2. Adelaide Brighton (ABC)
Market capitalisation: $4 billion
Consensus estimated FY19 yield: 4.7%, fully franked
Analysts’ consensus target price: $6.02 (Thomson Reuters), $6.04 (FN Arena)
Australia’s biggest cement maker, Adelaide Brighton, is also very well-placed to ride the tailwind of booming infrastructure spending by governments on projects including roads, tunnels, bridges and freeways. Adelaide Brighton has been able to lift its prices in recent years – as indeed has Boral – and thus boost its margins, and it should be able to continue that trend as infrastructure spending surges.
Adelaide Brighton has said that the infrastructure boom on the eastern states is taking over from a slowing housing sector as the prime driver of the company’s profits, and that momentum is building in its business. The residential housing sector makes up 31% of Adelaide Brighton’s revenues, while engineering and infrastructure makes up 34%: commercial building represents 24%, while the mining industry is at 11%.

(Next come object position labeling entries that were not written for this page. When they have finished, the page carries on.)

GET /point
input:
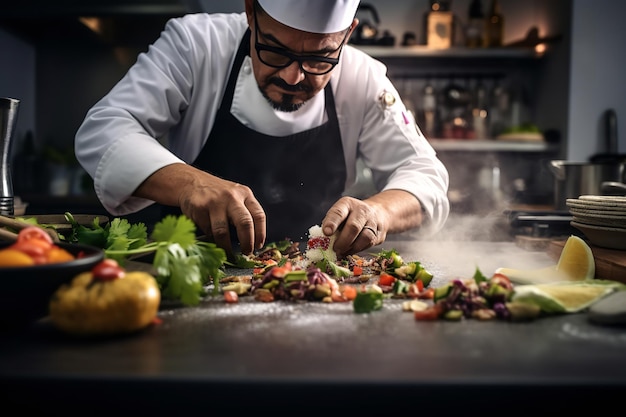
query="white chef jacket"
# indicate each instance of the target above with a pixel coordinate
(162, 111)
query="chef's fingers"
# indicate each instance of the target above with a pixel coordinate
(355, 224)
(249, 220)
(336, 216)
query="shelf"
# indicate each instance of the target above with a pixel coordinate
(485, 145)
(420, 51)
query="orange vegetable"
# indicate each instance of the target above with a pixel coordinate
(386, 279)
(13, 257)
(57, 254)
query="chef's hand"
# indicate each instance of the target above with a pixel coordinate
(214, 204)
(359, 225)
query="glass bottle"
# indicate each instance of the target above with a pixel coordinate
(475, 28)
(494, 27)
(438, 25)
(429, 108)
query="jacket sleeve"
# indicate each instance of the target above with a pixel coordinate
(143, 124)
(377, 129)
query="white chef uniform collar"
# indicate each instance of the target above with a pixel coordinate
(253, 111)
(317, 16)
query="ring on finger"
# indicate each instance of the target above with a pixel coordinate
(370, 228)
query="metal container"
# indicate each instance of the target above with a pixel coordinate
(573, 179)
(8, 118)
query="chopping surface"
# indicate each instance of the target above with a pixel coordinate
(610, 263)
(286, 356)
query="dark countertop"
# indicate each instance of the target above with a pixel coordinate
(282, 357)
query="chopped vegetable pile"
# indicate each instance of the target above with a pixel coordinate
(184, 265)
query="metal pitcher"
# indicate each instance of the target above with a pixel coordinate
(8, 119)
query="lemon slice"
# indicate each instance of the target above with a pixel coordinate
(576, 263)
(564, 297)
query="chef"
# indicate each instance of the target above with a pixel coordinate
(251, 124)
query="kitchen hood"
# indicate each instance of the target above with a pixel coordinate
(125, 23)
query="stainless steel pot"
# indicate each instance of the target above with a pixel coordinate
(573, 179)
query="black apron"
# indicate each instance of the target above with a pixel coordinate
(296, 178)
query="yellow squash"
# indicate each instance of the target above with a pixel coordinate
(89, 306)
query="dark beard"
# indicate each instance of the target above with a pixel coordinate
(286, 104)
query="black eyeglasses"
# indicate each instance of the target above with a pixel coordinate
(280, 58)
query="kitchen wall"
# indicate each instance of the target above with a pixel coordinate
(58, 77)
(597, 76)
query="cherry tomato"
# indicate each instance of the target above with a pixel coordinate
(33, 232)
(431, 313)
(231, 297)
(35, 248)
(108, 270)
(502, 280)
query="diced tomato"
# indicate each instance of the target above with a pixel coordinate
(318, 243)
(427, 294)
(431, 313)
(33, 232)
(348, 291)
(108, 270)
(386, 279)
(502, 280)
(231, 297)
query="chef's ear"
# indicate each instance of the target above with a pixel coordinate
(250, 11)
(355, 23)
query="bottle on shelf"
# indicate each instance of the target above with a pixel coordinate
(475, 29)
(499, 109)
(494, 26)
(438, 25)
(480, 111)
(429, 110)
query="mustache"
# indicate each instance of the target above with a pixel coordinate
(288, 87)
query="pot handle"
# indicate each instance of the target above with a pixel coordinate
(557, 168)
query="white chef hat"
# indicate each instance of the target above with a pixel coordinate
(317, 16)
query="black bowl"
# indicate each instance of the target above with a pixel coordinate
(25, 291)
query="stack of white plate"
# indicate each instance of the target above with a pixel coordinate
(601, 218)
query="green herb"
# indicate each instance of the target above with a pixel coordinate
(184, 265)
(367, 301)
(332, 268)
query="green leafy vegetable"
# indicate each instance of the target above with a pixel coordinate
(367, 301)
(184, 265)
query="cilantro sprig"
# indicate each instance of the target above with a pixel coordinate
(184, 265)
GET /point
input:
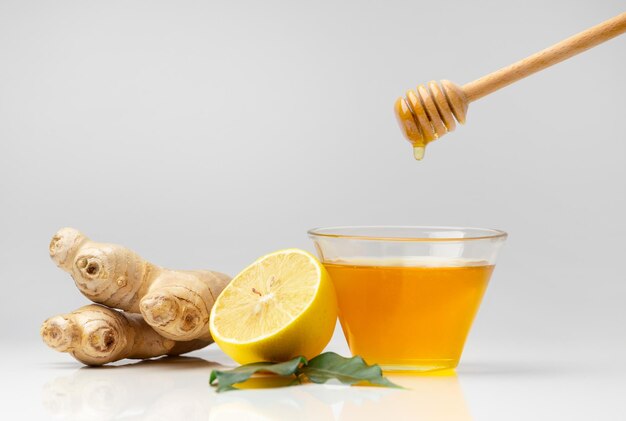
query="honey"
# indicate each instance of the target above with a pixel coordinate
(411, 314)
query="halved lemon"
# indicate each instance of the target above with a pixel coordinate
(281, 306)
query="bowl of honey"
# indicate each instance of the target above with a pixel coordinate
(408, 295)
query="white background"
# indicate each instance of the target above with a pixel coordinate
(205, 134)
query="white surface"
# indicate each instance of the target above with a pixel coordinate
(38, 383)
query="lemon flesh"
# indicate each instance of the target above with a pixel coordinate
(280, 307)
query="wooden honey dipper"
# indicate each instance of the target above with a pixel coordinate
(430, 111)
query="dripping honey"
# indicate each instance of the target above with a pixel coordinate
(401, 314)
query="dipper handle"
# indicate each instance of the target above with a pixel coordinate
(545, 58)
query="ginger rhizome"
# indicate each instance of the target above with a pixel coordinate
(97, 335)
(175, 303)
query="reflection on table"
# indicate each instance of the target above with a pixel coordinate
(177, 388)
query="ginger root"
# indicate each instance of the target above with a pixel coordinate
(176, 304)
(97, 335)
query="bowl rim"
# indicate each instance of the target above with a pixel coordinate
(489, 233)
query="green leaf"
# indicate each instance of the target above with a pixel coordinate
(353, 370)
(227, 378)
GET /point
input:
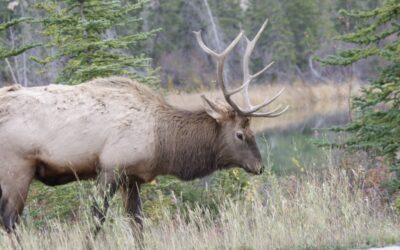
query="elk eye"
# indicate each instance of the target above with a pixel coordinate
(240, 135)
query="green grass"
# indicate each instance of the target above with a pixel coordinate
(308, 212)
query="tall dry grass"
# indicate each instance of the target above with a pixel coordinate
(304, 100)
(314, 212)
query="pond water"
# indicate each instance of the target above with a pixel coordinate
(292, 148)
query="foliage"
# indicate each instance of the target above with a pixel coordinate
(81, 33)
(375, 127)
(6, 52)
(316, 212)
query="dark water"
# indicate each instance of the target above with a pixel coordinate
(292, 149)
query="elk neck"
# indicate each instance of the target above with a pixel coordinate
(187, 143)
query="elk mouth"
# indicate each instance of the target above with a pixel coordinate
(252, 170)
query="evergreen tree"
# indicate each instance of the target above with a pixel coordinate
(376, 125)
(5, 50)
(78, 30)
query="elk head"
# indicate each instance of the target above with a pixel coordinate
(238, 145)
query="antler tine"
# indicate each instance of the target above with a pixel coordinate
(220, 67)
(271, 114)
(209, 51)
(247, 77)
(264, 104)
(250, 110)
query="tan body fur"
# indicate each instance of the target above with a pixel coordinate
(107, 128)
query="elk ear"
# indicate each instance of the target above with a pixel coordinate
(213, 109)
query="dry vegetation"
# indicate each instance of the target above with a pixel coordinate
(304, 100)
(314, 212)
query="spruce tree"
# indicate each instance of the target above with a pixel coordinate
(5, 50)
(79, 31)
(376, 126)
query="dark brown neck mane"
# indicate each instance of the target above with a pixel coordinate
(187, 143)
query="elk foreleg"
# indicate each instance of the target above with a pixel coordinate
(106, 186)
(133, 206)
(14, 190)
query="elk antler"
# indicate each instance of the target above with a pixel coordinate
(249, 110)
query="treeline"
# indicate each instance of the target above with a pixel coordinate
(299, 32)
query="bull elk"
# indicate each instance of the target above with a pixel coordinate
(112, 127)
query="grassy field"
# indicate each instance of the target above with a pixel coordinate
(322, 210)
(329, 206)
(304, 100)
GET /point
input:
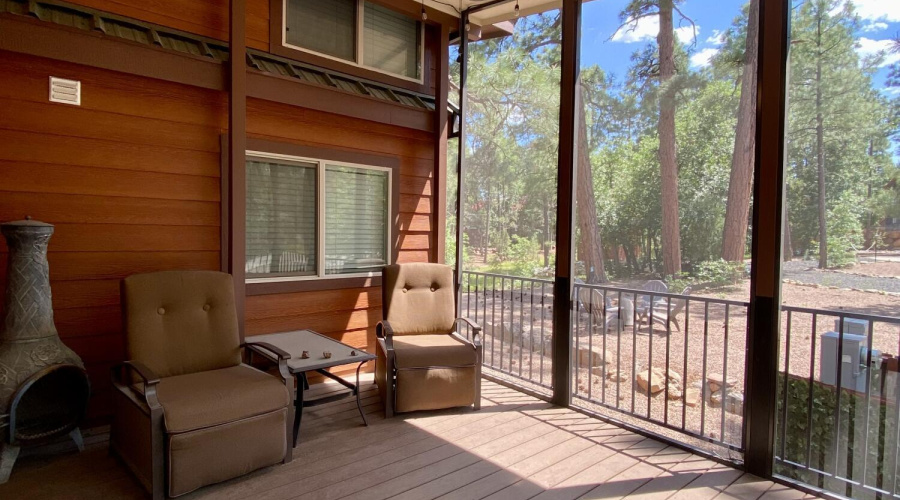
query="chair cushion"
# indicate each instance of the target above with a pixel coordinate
(180, 322)
(208, 456)
(205, 399)
(420, 351)
(419, 298)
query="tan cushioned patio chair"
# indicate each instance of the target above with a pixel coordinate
(187, 412)
(423, 363)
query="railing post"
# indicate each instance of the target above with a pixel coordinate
(765, 274)
(565, 206)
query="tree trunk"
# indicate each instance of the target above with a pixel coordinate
(820, 157)
(740, 186)
(591, 247)
(671, 231)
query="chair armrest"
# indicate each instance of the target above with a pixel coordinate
(275, 355)
(476, 329)
(384, 331)
(262, 347)
(150, 380)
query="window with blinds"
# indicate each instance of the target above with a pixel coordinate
(324, 26)
(281, 218)
(357, 31)
(390, 41)
(356, 219)
(311, 218)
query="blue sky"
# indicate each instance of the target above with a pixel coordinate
(880, 21)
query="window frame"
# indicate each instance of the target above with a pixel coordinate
(321, 201)
(358, 55)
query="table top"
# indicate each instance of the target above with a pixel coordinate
(294, 343)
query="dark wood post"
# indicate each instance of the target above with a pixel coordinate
(461, 157)
(237, 145)
(565, 206)
(441, 134)
(768, 205)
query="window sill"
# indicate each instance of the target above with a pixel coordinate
(265, 286)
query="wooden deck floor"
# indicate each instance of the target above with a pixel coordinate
(516, 447)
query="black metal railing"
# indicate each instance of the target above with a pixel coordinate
(838, 422)
(515, 314)
(673, 361)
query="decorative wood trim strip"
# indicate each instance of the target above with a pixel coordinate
(441, 132)
(37, 38)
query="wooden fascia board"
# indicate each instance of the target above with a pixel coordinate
(33, 37)
(289, 91)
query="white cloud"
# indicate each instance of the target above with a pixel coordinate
(703, 58)
(717, 38)
(646, 28)
(874, 10)
(868, 47)
(876, 26)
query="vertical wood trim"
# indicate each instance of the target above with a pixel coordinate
(565, 206)
(460, 158)
(441, 133)
(224, 206)
(766, 247)
(237, 146)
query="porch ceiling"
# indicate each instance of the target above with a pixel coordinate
(494, 14)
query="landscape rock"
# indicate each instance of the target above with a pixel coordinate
(589, 357)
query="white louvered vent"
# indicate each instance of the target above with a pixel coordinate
(65, 91)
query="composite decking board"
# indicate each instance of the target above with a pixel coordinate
(516, 447)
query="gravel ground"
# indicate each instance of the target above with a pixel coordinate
(805, 271)
(713, 341)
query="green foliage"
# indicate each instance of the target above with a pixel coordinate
(809, 438)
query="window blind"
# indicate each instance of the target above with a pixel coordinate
(390, 41)
(324, 26)
(281, 218)
(356, 219)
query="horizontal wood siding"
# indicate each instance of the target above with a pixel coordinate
(349, 315)
(130, 179)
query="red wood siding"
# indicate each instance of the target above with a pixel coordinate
(130, 179)
(348, 315)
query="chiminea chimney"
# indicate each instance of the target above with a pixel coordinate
(43, 386)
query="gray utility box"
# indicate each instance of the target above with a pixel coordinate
(853, 356)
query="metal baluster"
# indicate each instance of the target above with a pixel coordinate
(502, 318)
(787, 371)
(668, 345)
(521, 326)
(838, 386)
(705, 386)
(687, 328)
(724, 379)
(812, 367)
(543, 348)
(650, 356)
(868, 397)
(531, 334)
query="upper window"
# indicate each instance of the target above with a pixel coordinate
(356, 31)
(313, 218)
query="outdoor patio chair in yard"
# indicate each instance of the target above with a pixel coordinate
(187, 412)
(423, 363)
(666, 312)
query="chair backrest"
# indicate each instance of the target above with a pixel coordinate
(419, 298)
(179, 322)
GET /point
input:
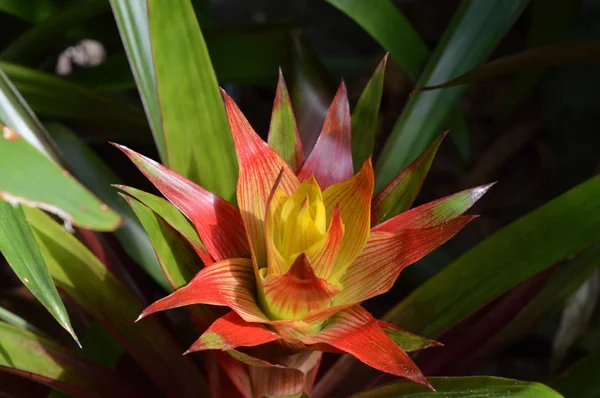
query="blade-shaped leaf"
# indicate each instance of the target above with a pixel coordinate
(30, 177)
(41, 360)
(474, 386)
(56, 97)
(21, 251)
(472, 35)
(565, 225)
(132, 20)
(199, 144)
(364, 117)
(89, 168)
(399, 195)
(87, 281)
(391, 29)
(537, 58)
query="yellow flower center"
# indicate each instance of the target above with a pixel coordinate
(300, 221)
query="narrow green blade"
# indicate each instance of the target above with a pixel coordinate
(21, 251)
(89, 283)
(473, 386)
(41, 360)
(473, 33)
(30, 177)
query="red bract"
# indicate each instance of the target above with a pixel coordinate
(296, 259)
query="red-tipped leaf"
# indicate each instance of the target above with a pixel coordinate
(331, 159)
(386, 255)
(217, 221)
(400, 193)
(228, 283)
(231, 331)
(259, 168)
(434, 213)
(298, 292)
(356, 332)
(283, 131)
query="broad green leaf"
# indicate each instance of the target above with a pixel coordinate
(561, 285)
(473, 386)
(18, 246)
(31, 178)
(55, 97)
(32, 10)
(95, 173)
(46, 362)
(91, 285)
(132, 20)
(168, 212)
(197, 135)
(386, 24)
(565, 225)
(364, 117)
(472, 35)
(580, 379)
(538, 58)
(36, 43)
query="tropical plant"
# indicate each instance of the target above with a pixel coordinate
(272, 246)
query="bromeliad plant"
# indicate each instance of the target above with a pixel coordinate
(307, 245)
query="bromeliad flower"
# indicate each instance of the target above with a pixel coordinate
(308, 243)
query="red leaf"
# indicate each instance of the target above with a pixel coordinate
(217, 221)
(331, 159)
(231, 331)
(298, 292)
(356, 332)
(229, 283)
(434, 213)
(259, 168)
(386, 255)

However, the company’s recent half-year result (ABC uses the calendar year as its financial year) was treated by the market as a touch disappointing: first-half profit met expectations, but despite the company’s bullishness on market conditions, the guidance for full-year net profit was weaker than expected, at $200 million–$210 million – a contradiction that saw brokers lowering profit estimates and price targets, thus hurting the share price. The market was also concerned by the fact that both the chief executive officer and chief financial officer are leaving the company. Adelaide Brighton is a decent yield-payer, but is not seen as being as attractive on price grounds as Boral.
3. Global Construction Services (GCS)
Market capitalisation: $144 million
Consensus estimated FY19 yield: 7.4%, fully franked
Analysts’ consensus target price 88 cents (Thomson Reuters)
The Western Australian-based Global Construction Services is about to change its name to SRG Global, having merged with fellow Perth company SRG to create an engineering, construction and maintenance business. GCS is a supplier of integrated on-site products and services to the engineering, construction and maintenance industries. It is involved through the entire lifecycle of a project and provides the onsite workforce and site accommodation, scaffolding and access, plant and equipment, formwork and concrete, and specialised site services.
GCS has successfully expanded into the east coast market, particularly Victoria, where it has several major customers, including Multiplex, BGC Contracting and Lendlease. Last month the company secured $24.6 million worth of concrete structure works with Watpac Construction on two major building projects in Victoria – the construction of Deakin University’s new Law Building and the four-storey Melbourne Data Centre. GCS has timed this transition particularly well. Since entering Australia’s east coast construction market in mid-2017, the company has won more than $63 million worth of work and has more than $600 million worth of work in the contract tender pipeline. CGS has a particularly strong business in cladding rectification work, which has recently received a lot of attention
GCS is coming off a buoyant FY18, in which it lifted revenue by 33% to $247.5 million, boosted net profit by 25% to $13.6 million, and more than doubled its fully franked dividend, to 4.5 cents. The order book is healthy and the balance sheet is also strong, with a net cash position. On consensus, Thomson Reuters has analysts expecting 6.9 cents in earnings per share (EPS) in the current financial year, and a fully franked dividend of 4.8 cents. That prices GCS at 9.4 times expected earnings, which analysts see as cheap – hence the 26% discount to the consensus target price.